Babe herself has come up against the limitations of her own body more profoundly than others, though she continues to present a face to the world that hides her cancer as much as possible. Her diagnosis has, nonetheless, caused her to worry about her identity. She says to Truman, “I keep thinking that I’ll only be remembered as the woman who tied a goddamned scarf around her handbag one day and sparked a national trend” (408-09). Truman, who openly tells her that he never would have been attracted to her without her beauty and elegance, nevertheless wants to alleviate Babe’s concern that it has all been for nothing: “[W]hat’s wrong with beauty being noticed? What’s wrong with attraction based on appearance, if it leads to so much more, as it has done with us?” (410). Yet, even their authentically deep connection is not enough to motivate Truman to keep his promise to stay at Babe’s side during her treatment; that task falls largely to Bill. Just how fluid Truman’s identity is remains an open question. He is more overtly mean and even vulgar these days, but he tries to hide that behavior from the ailing Babe. Ann Woodward—and perhaps others—would say that this is who he has been all along, but Benjamin doesn’t allow that determination to be made so clearly. The novel’s narrative techniques make it difficult to see Truman as a particular villain, since the free indirect discourse has illuminated the contradictions of most of the other characters at one point or another.
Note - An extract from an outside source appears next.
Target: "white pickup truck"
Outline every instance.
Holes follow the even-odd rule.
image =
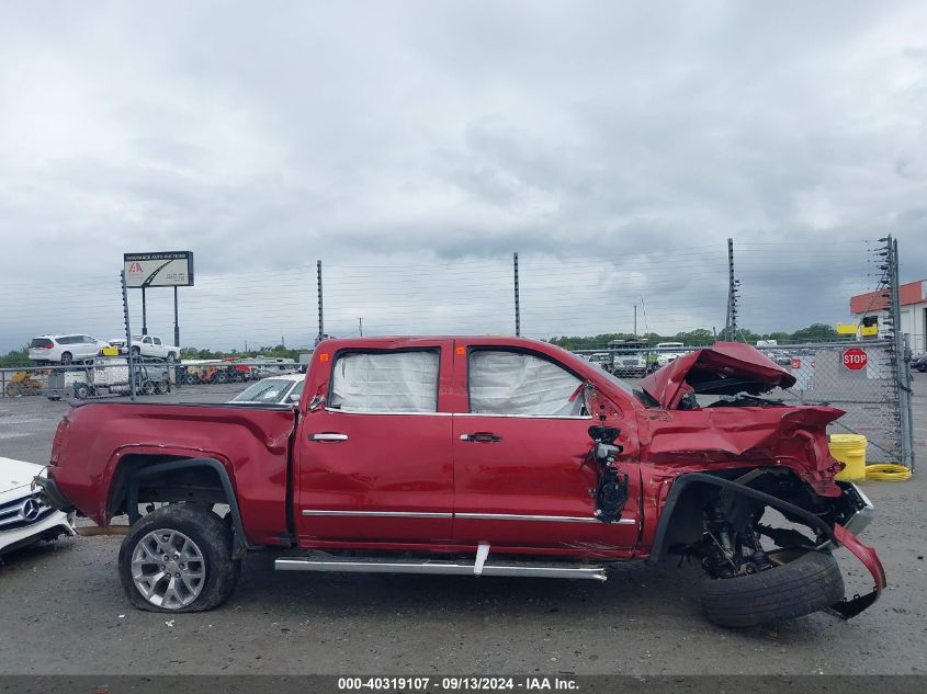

Similarly, the ongoing technique of conveying information—usually about other people—through conversation makes it difficult to exclude anyone, except for perhaps Babe, from the Dynamics of Friendship and Betrayal. Truman may be cruel when he dismisses Jack’s concern about his “dumb bunnies,” but he isn’t completely wrong to point out that they are the ones who told him these stories in the first place. The problem with these kinds of confidences is that they beg to be revealed; part of the joy of revealing juicy gossip is hearing it repeated. This principle is demonstrated by the repetition of the story of the woman who had sex with another man’s wife while she—the mistress—was on her period. In Chapter 10, when Truman was close with both Paleys, Truman thinks back to the night he and Slim got drunk and called Babe, so that Slim could share with her the “lurid little tale” about having sex while on her period. A much less amusing version of that story appears after Babe’s cancer diagnosis in Chapter 16, when a conscience-stricken Bill Paley confesses to Truman that he panicked after sleeping with a woman on her period, staining his bedsheets and making it difficult to hide from Babe. Though neither storyteller names the other party involved, the connection is clear—certainly, it is clear enough to Truman, who makes this escapade the center of Lady Coolbirth’s revelations in “La Côte Basque 1965.”